November 24, 2025

At Law & Liberty, Chad Squitieri (responding to John McGinnis): Nondelegation Doctrines. From the introduction:

What comes next for the nondelegation doctrine? In “Nondelegation Without Chaos,” Professor John O. McGinnis offers some characteristically insightful thoughts. In particular, he outlines obstacles standing in the way of a reinvigorated nondelegation doctrine, and offers a proposed means of overcoming them. While I agree with much of his analysis, he overlooks one of the most important obstacles to reinvigorating the nondelegation principle, and I wish to offer an alternative means of reinvigorating the nondelegation principle. I am therefore pleased to accept the editors’ invitation to offer this response.

McGinnis and I agree on a good deal. But I will focus here on three points of (rare) disagreement. The first relates to his identification of the relevant obstacles. The second and third relate to his proposed solution.

And from later on:

Having outlined three points of disagreement, I will conclude by offering an alternative solution that might be of interest to McGinnis and other originalists. To state my proposal in brief terms: the current nondelegation doctrine should be transformed into multiple nondelegation doctrines, with each doctrine corresponding to one of the many different legislative powers vested in Congress.

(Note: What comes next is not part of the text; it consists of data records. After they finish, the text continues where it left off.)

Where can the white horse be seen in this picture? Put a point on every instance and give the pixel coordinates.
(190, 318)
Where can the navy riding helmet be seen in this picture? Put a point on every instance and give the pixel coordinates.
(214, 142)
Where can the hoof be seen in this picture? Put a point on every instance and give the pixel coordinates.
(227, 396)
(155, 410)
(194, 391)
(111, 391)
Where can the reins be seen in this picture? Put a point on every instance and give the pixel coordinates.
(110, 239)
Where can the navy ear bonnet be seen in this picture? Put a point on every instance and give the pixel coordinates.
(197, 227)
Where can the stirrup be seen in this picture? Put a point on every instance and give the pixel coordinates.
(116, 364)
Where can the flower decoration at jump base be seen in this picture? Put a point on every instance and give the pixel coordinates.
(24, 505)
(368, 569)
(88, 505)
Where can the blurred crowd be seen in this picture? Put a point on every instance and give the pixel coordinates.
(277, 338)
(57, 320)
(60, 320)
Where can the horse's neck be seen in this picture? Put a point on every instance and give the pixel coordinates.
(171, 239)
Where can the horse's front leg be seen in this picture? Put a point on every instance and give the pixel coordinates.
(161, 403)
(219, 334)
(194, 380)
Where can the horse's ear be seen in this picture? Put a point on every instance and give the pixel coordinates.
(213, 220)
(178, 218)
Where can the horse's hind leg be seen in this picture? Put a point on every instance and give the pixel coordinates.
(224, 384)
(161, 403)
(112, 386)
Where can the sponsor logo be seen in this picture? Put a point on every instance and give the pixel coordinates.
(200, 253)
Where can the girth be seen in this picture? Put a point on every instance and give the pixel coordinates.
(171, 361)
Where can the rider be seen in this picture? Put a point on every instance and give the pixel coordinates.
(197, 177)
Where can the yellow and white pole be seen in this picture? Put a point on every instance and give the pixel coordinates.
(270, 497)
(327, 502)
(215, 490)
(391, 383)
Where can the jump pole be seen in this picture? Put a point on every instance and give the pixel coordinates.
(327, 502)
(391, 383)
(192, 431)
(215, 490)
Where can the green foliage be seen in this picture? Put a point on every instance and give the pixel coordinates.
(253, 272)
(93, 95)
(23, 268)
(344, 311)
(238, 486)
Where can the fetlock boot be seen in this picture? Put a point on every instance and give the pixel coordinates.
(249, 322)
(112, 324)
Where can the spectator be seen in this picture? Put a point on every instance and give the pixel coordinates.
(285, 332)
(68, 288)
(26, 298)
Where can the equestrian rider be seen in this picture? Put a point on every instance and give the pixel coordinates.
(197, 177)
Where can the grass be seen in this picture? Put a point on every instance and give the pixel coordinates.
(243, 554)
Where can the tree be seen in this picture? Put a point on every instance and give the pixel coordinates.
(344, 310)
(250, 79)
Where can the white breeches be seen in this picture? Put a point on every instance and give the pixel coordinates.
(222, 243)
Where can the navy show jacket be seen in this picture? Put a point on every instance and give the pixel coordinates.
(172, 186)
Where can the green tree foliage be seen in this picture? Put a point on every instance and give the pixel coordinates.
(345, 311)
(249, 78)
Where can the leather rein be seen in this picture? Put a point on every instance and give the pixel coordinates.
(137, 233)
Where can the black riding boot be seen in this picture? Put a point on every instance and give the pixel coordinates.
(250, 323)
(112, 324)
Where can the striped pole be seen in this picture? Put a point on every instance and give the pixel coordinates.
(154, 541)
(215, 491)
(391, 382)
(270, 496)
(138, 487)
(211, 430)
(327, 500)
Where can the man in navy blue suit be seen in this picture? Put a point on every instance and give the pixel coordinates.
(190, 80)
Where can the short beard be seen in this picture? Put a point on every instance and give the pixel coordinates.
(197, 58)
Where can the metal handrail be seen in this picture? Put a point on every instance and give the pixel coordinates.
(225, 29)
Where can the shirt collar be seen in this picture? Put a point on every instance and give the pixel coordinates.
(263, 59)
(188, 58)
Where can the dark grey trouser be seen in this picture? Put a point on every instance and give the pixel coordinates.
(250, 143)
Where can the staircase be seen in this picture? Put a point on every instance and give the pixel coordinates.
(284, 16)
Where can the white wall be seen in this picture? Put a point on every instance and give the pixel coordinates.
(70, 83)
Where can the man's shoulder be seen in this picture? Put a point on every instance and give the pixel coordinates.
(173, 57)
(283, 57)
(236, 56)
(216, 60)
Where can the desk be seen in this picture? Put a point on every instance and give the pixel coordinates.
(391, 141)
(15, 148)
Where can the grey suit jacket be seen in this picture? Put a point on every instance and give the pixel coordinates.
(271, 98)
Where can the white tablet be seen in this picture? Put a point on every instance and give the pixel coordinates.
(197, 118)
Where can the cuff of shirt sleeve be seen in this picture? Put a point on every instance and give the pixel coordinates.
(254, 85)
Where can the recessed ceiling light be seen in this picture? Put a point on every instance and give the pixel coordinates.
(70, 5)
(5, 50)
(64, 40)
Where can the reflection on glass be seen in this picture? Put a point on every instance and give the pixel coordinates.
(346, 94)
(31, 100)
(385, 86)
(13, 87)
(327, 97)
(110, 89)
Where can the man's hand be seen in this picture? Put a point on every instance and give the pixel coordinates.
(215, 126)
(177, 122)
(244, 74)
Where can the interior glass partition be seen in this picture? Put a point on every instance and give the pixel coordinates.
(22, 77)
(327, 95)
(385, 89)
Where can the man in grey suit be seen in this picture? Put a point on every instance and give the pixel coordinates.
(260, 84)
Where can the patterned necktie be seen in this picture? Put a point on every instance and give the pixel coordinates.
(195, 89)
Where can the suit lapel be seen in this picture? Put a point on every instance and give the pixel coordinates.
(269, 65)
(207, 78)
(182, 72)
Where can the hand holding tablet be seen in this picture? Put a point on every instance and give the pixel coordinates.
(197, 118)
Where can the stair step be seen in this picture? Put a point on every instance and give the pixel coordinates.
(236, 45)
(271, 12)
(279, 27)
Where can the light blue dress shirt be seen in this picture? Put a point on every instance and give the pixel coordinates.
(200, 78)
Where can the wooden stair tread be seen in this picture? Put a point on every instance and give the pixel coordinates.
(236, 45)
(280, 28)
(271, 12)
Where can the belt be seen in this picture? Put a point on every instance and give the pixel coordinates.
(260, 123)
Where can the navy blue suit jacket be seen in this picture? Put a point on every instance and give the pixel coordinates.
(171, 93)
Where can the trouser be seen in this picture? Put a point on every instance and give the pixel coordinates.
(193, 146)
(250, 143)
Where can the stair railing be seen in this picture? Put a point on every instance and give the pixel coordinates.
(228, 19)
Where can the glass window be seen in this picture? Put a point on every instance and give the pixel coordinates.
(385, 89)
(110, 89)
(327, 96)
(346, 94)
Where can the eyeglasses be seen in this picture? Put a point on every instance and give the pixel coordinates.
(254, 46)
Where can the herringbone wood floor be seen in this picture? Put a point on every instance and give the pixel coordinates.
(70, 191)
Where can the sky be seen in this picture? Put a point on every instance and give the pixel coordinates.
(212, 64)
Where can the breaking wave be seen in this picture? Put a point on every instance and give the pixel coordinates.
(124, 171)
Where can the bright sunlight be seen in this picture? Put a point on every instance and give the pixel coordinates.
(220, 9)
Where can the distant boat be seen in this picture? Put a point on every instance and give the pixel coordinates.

My proposal offers a judicially manageable standard because it would require courts to hue more closely to an originalist understanding of the Constitution’s text. As Professor Robert Natelson has observed, “the Constitution does not delegate to Congress ‘the legislative power.’” Instead, and as was quoted above, Article I vests Congress with “all legislative powers” (plural) “herein granted.” The Constitution then specifically enumerates various “legislative powers” granted to Congress. Crucially, the Constitution uses different words to grant different legislative powers. And because those different words have different original meanings, originalist jurists should be open to the possibility that those different meanings might allow Congress to delegate different powers in different ways.

For example, the historical context surrounding domestic taxation might indicate that Congress could rely heavily on executive officials (e.g., tax collectors) to exercise Congress’s Article I power to “collect taxes,” but rely less heavily on executive officials to make policy decisions concerning how much domestic tax revenue should be raised in the first place. More specifically, and as I have argued elsewhere, the relevant nondelegation tests should run through the text of the Necessary and Proper Clause—at least for those legislative powers vested by the original Constitution. Thus, the text-based nondelegation tests for the legislative powers granted to Congress in the original Constitution would track the language of the Necessary and Proper Clause by asking whether a particular statute constitutes a “necessary and proper” means of carrying a particular legislative power “into execution.”